By 1997, it became clear to Mohler and other SBTS leaders that York was the right pastor to join the faculty to help the seminary recover its roots in an area of primary ministry priority: expository preaching.
Presently, York is in his 19th year as senior pastor of Buck Run Baptist Church in Frankfort, Kentucky. He has led the 200-year-old church during a period of growth that necessitated relocation to a 100-acre campus and new facilities. The son of a missionary to Brazil, York has spent much time preaching and teaching internationally.
York has become nationally known as an expositor of God’s Word, being featured in Preaching Today as among North America’s best expository preachers. Twice he has preached at the International Congress on preaching in Cambridge, England.
Over the years, York has written dozens of articles for numerous publications and blogs on preaching and pastoral leadership. He has written or co-written several books, including Preaching with Bold Assurance: A Solid and Enduring Approach to Engaging Exposition and Speaking with Bold Assurance: How to Become a Persuasive Communicator in the same series.
A native of Julien, Kentucky, York was also a key figure in the conservative evangelical recovery of the Kentucky Baptist Convention. He was elected KBC president in 2004 and helped the state denomination regain solid orthodox footing.

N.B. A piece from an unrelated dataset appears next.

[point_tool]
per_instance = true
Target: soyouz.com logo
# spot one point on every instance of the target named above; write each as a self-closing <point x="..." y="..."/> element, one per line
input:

York also helped restore a friendly relationship between the KBC and the seminary.
“One thing you’ll notice about Hershael is he is always surrounded by people, and he’s born to mentor, born to influence, and born to lead,” Mohler said.
Men of Joy
Mohler also honored both professor’s wives, Diane Schreiner and Tanya York, both of whom have played major roles in mentoring and ministering to women and seminary wives in their respective churches as well as at the seminary.
Above all, both Schreiner and York bring joy to the classroom, joy to the ministry, and a clear love for students and teaching, Mohler said.
“After many, many years of being in this kind of role, and specifically in this mother institution, the people who I want to spend time with are the people who show joy,” Mohler said. “I also believe that’s deeply biblical, and I can assure you students want to study under professors who exude joy.
“And that joy comes hand-in-hand with conviction—the assurance of things unseen, the affirmation of doctrines clear. That’s not a joy-killer, that’s a joy-giver. And both Dr. Schreiner and Dr. York represent that.”